Plant Diseases Crossing Borders

Eric Allen  October  2003

 

Speaker Biographies

As a research scientist, Eric Allen leads the Forest Health Unit at the Pacific Forestry Centre.  Their purview involves everything from ozone effects, tree diseases and various pests that plague our western forests.  Eric received his advanced education from the University of Alberta:  B.Sc., M.Sc., and Ph.D in Forestry and Plant Science.  Karen Morrison is a long-time successful gardener and an active of The Victoria Rhododendron Society.

 

Eric Allen provided a masterful treatise on plant diseases and the growing menace they pose to our gardens, parks, forests, and countryside.
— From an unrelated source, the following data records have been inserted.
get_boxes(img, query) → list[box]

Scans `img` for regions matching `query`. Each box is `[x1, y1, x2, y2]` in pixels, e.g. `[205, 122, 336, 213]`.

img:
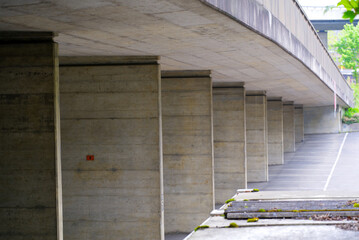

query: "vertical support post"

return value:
[283, 102, 295, 152]
[0, 32, 63, 240]
[60, 56, 164, 240]
[213, 84, 247, 204]
[267, 97, 284, 165]
[162, 71, 214, 233]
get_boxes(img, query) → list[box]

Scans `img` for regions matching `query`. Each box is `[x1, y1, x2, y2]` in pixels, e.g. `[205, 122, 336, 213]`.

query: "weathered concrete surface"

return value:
[60, 56, 162, 240]
[294, 105, 304, 143]
[248, 134, 348, 191]
[0, 32, 62, 240]
[246, 91, 268, 182]
[0, 0, 353, 106]
[304, 106, 342, 134]
[267, 98, 284, 165]
[213, 87, 247, 203]
[188, 220, 359, 240]
[162, 71, 214, 233]
[283, 102, 295, 152]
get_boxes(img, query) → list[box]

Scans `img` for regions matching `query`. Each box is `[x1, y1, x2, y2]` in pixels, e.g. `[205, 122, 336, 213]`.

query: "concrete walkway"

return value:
[166, 133, 359, 240]
[248, 133, 352, 191]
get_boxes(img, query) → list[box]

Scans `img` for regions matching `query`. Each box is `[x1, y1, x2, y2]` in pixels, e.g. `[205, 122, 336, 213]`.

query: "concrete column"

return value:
[246, 91, 268, 182]
[213, 86, 247, 204]
[267, 97, 284, 165]
[303, 106, 343, 134]
[294, 105, 304, 143]
[162, 71, 214, 233]
[283, 102, 295, 152]
[0, 32, 63, 240]
[60, 56, 164, 240]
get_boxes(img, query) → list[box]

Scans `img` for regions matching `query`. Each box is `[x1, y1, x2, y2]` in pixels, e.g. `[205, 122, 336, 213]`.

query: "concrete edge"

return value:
[59, 55, 160, 66]
[213, 82, 245, 88]
[0, 31, 58, 42]
[246, 90, 267, 96]
[267, 97, 282, 102]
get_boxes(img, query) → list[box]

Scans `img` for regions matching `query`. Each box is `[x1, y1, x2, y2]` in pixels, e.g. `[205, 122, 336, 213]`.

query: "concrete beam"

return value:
[0, 32, 63, 240]
[60, 57, 164, 240]
[304, 106, 343, 134]
[267, 97, 284, 165]
[213, 87, 247, 204]
[162, 71, 214, 233]
[246, 91, 268, 182]
[283, 102, 295, 152]
[294, 105, 304, 143]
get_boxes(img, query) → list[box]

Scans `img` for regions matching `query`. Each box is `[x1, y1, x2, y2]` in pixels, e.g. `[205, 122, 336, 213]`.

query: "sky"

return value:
[297, 0, 340, 7]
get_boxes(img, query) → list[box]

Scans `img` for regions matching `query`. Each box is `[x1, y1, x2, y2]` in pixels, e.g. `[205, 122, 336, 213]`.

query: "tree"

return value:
[337, 0, 359, 23]
[334, 24, 359, 83]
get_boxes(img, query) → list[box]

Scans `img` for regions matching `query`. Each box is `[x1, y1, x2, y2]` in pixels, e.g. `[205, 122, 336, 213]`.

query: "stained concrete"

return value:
[327, 132, 359, 190]
[246, 91, 268, 182]
[283, 102, 295, 153]
[294, 105, 304, 143]
[162, 71, 214, 233]
[213, 87, 247, 204]
[304, 105, 343, 134]
[0, 32, 62, 240]
[267, 98, 284, 165]
[60, 56, 163, 240]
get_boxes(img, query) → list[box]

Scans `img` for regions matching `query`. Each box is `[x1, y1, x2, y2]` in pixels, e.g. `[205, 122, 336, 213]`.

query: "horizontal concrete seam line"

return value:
[0, 206, 56, 209]
[161, 75, 211, 79]
[61, 91, 157, 96]
[323, 133, 348, 191]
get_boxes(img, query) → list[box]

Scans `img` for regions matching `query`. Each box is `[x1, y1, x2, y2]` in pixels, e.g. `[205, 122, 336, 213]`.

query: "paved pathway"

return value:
[248, 133, 359, 191]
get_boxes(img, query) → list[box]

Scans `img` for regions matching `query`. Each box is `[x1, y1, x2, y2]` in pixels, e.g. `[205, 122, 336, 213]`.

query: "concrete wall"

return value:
[304, 106, 342, 134]
[0, 32, 62, 240]
[213, 87, 247, 203]
[283, 102, 295, 152]
[246, 91, 268, 182]
[267, 98, 284, 165]
[60, 57, 162, 240]
[162, 71, 214, 233]
[294, 105, 304, 143]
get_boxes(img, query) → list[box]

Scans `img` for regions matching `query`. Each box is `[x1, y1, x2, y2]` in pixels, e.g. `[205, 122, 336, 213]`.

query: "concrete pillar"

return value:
[267, 97, 284, 165]
[303, 106, 343, 134]
[283, 102, 295, 152]
[246, 91, 268, 182]
[0, 32, 63, 240]
[213, 86, 247, 204]
[294, 105, 304, 143]
[162, 71, 214, 233]
[60, 56, 164, 240]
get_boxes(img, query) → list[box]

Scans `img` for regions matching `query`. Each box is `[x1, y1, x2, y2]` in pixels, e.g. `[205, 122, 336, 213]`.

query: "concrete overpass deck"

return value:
[0, 0, 352, 107]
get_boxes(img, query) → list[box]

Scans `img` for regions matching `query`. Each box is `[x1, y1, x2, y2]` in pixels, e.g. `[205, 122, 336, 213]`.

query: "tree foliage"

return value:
[337, 0, 359, 22]
[334, 24, 359, 83]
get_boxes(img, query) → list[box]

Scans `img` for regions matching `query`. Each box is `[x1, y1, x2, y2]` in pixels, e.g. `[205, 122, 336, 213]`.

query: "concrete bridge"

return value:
[0, 0, 353, 239]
Sudden Oak Death phytophthora ramorum (SOD) has been the focus of recent concern as its inexorable advance has been reported from California northward, posing threats to rhododendrons among other key species, vital to our interests.  But it is only one of a broad array of alien scourges that have wrought changes to our environment in the past, and will do so in the future. 

 

The White Pine Blister Rust Beetle has wiped out the white pine forests in Canada. The Gypsy Moth is a well-known destroyer of many forest species. The Pinewood Nematode has reportedly caused $600 million in annual losses to the green lumber trade.  Pests follow few boundaries of life forms:  zebra mussels from European ships have clogged the St. Lawrence Seaway; blue-green algae poisons lakes in the Canadian Shield; weeds are ubiquitous on the planet, but who would have predicted the noxious spread of Scotland’s beloved broom, imported to our Island by a homesick gardener, himself transplanted from away.

 

Alongside SOD, new destroyers seem to strike at random.  The Asian Long-horned Beetle was first noted in New York City in 1996.  It exists now in a Halifax enclave.  It has been reported in Toronto, and recently in Vancouver.  The Emerald ash-borer has appeared in the Detroit-Windsor region. How do these invasions happen?   Their vectors are insidious: wood ‘dunnage’ – the pallets, wire and cable spools and the like – accompany the thousands of tons of imports throughout our continental ports.  One large piece of Norway Spruce used to hold imported granite blocks in place was inspected microscopically and seen to house several hundred species of insects and fungi.

 

The horticulture trade can be an unknowing importer of malevolent organisms. Plant collectors may successfully thwart official inspections when they innocently carry plants across borders. (Following the meeting, more than one person was heard to admit, “we’ve all done it and maybe we shouldn’t in future”). But the enormous increase in world trade with thousands of containers being unloaded every day in scores of ports on every continent, probably presents the greatest hazard.  Are we facing vegetative Armageddon when not only our precious garden plants but also our forests will be wiped out by an array of new diseases?  Or is this merely a new surge of the pathological onslaughts that have occurred over millions of years.  We may take some comfort in such phenomena as the survival of most specimens of our precious Garry Oaks from a combined attack of fungus and aphids over several years in the 1990s.  But then we may think of the Dutch Elm disease that wiped out the whole population of the splendid American Elm in the eastern region of our continent, not 50 years ago.

 

Dr. Eric Allen counselled patience over panic, stressing the importance of communication, especially with the Canadian Forestry Inspection authority, in reporting new incidences of disease. His presentation was outstanding, stimulating a torrent of questions from an enthusiastic audience. His message deserves a broad dissemination. (the Editor)

 


In her ‘5 Minute’ offering, Karen Morrison spoke of her favourite rhododendron.  Confessing her difficulty in making this choice, she presented a fine array of some fourteen candidates, some familiar and some not.  She narrowed her list to three: (in reverse order)  ’Seta’, a spinuliferum x moupinense early bloomer; then R spinuliferum, a four month spring blooming lepidote with lots of firecracker-red flowers and hairy-edged puckery (a lovely word!) leaves. Then came her very favourite, R.moupinense.  Almost a first-bloomer in January, this lepidote was introduced in 1909 from Sichuan. The charm of its cinnamon-brown peeling bark, its oval leaves with ciliate margins, its white flowers with kissy-red smears and dark brown stamens combined to qualify as Karen’s earliest rhodo love.  Among so many.